The worst was that Leon knew. He couldn’t have failed to see it; played me like a tomcat showing off his mouse, with the same carefree cruelty.
Look! Look what I got! Watch me!
“So what d’you think?” A brief moment out of earshot—Francesca behind us, picking flowers or having a pee, I can’t remember which.
“What about?”
“Frankie, you moron. What do you think?”
Early days; still stunned by developments. I flushed. “She’s nice.”
“Nice.” Leon grinned.
“Yeah.”
“You‘d have some, wouldn’t you? You’d have some, given half a chance?” His eyes were gleaming with malice.
I shook my head. “Dunno,” I said, not meeting his gaze.
“Dunno? What are you, Pinchbeck, a queer or something?”
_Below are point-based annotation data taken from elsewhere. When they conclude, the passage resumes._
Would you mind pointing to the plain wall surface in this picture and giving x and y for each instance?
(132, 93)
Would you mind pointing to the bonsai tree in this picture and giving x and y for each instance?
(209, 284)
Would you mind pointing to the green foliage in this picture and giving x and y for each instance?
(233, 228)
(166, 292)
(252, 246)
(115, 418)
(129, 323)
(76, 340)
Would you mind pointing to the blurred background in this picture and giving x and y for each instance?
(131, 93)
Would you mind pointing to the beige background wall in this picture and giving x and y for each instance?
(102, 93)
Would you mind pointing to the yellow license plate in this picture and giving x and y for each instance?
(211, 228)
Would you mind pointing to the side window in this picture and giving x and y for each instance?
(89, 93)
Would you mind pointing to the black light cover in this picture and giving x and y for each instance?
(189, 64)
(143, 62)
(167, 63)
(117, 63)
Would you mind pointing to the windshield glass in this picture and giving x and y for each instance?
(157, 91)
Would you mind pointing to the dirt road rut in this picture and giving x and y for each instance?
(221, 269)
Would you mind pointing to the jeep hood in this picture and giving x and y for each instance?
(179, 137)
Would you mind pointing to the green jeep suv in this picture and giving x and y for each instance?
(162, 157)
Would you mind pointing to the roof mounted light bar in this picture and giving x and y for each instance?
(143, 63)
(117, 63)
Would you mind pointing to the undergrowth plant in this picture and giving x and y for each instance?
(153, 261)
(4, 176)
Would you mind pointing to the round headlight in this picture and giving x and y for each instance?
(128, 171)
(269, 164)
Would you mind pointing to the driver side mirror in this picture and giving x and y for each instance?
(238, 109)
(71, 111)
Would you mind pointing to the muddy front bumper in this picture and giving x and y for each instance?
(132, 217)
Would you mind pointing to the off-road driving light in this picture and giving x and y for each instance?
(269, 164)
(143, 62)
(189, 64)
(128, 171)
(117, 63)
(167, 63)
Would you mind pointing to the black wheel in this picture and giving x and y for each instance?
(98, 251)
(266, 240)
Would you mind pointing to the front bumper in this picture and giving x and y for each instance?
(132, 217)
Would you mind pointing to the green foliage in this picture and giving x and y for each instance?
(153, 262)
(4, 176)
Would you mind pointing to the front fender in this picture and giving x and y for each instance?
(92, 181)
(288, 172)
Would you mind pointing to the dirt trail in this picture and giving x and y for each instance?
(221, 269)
“Fuck off, Leon.” The flush deepened. I looked away.
Leon watched me, still grinning. “Come on, I’ve seen you. I’ve seen you watching when we were in the clubhouse. You never talk to her. Never say a word. But you do look, don’t you? Look and learn, right?”
He thought I wanted her, I realized with a jolt; he thought I wanted her for myself. I almost laughed. He was so wrong, so cosmically, hilariously wrong. “Look, she’s okay,” I said. “Just—not my type, that’s all.”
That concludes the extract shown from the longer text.